Pequeñas ceremonias
Uno de los más gratos recuerdos que guardo de mi niñez y mi adolescencia son ciertas costumbres con que mis padres –especialmente mamá– marcaban algunas horas del día: era una manera de organizarnos y también de educarnos.
Aunque entonces no lo entendiéramos, después de tantos años de traer a la memoria estas pequeñas ceremonias, comencé a verlas como la matriz de una enseñanza disfrazada de buenos ratos, de cosas interesantes, de consejos divertidos.
A “las chicas”, mamá nos inició en la costura, enseñándonos a hacer, con prendas desechadas o retazos sobrantes, vestidos para nuestras muñecas, sin olvidar enseñar a los varones a pegarse un botón y quizás a zurcirse una media, pues eso es lo que hacían los cow-boys cuando se perdían en las soledades de Montana.
Consiguió que armáramos una huerta haciendo hincapié en la maravilla de ver brotar lo sembrado, en la responsabilidad de regarla o cubrirla con diarios en tiempos de heladas, de no desperdiciar ese regalo de la tierra: las frutas se comían frescas, luego en compotas, después en dulce. Sin desdeñar que era “elegante” hacer carnes a la cacerola o al horno acompañadas con ellas.
No siempre amasaba, pues, aunque vivía lejos de Unquillo, solía ir una “jardinera” que nos llevaba el pan encargado el día anterior. Pero a veces llovía o sucedía un percance, y mamá proponía: “¿Vamos a hacer pan?” Era como una invitación a jugar, así que de inmediato me ataba un delantal a la cintura –hasta hoy amo los delantales de cocina–, y los más chicos preguntaban en qué podían ayudar: buscar más leña en el monte si hacía falta (mi hermano Carozo era quien debía hacharla), Eugenia prefería poner la mesa, otro acomodar las sillas. Así, todos participaban en la tarea.
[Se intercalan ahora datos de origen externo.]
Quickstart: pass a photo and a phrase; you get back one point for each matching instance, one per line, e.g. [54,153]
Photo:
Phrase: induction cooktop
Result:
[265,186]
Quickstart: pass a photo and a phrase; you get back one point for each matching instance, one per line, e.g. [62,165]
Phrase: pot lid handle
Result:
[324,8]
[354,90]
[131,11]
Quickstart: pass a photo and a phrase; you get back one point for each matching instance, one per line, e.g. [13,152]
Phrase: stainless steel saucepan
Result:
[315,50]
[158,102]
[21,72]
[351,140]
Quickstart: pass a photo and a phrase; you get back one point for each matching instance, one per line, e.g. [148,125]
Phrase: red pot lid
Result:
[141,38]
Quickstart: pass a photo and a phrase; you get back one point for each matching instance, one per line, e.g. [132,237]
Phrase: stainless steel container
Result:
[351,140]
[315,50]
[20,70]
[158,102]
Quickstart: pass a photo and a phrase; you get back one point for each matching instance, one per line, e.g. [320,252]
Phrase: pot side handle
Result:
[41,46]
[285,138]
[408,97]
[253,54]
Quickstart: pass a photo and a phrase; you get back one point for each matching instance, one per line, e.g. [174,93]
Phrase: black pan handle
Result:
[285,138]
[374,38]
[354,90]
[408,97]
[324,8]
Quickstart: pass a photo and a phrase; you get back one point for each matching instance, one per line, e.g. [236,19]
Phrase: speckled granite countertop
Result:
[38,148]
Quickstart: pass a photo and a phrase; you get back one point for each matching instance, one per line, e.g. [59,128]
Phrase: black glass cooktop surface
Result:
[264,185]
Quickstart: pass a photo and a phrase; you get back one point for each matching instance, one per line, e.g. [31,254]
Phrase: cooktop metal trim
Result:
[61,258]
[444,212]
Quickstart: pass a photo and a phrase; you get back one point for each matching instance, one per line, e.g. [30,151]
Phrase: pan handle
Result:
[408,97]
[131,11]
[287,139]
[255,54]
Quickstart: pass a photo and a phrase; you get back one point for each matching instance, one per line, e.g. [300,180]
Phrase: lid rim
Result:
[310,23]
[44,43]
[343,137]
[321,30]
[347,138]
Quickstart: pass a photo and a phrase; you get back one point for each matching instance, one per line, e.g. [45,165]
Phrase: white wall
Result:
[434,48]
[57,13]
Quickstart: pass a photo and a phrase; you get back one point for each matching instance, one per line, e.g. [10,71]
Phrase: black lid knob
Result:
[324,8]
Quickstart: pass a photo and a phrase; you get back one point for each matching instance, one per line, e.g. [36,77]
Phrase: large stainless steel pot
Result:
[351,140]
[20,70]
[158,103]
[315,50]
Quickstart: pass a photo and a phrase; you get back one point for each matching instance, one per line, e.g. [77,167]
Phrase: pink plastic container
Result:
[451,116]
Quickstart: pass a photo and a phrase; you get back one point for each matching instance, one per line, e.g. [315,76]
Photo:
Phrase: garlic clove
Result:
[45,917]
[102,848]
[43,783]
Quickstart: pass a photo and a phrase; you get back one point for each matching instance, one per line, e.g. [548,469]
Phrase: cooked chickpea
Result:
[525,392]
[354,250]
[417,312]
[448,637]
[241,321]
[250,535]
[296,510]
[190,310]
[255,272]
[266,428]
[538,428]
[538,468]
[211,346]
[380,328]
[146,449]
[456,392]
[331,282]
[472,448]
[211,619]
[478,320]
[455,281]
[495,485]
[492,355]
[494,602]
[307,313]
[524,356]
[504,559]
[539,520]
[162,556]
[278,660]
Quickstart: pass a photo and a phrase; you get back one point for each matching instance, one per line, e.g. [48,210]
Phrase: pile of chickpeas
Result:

Enseñar a nuestros hijos a hacer labores o artesanías no solo les será útil en el futuro, sino que les transmite lecciones de vida.
Si el menú del día se complementaba con un puré, mamá me contaba cuántas recetas diferentes podían hacerse con él y me instaba a que yo “inventara algo”, de manera que eso me llevó a leer libros de cocina y copiar recetas –de las revistas que se compraban en casa– ,y guardarlas en carpetas de cartulina que ella armaba y cosía a máquina… cosa que seguí haciendo hasta mi madurez, para coleccionar recortes de historia o de literatura.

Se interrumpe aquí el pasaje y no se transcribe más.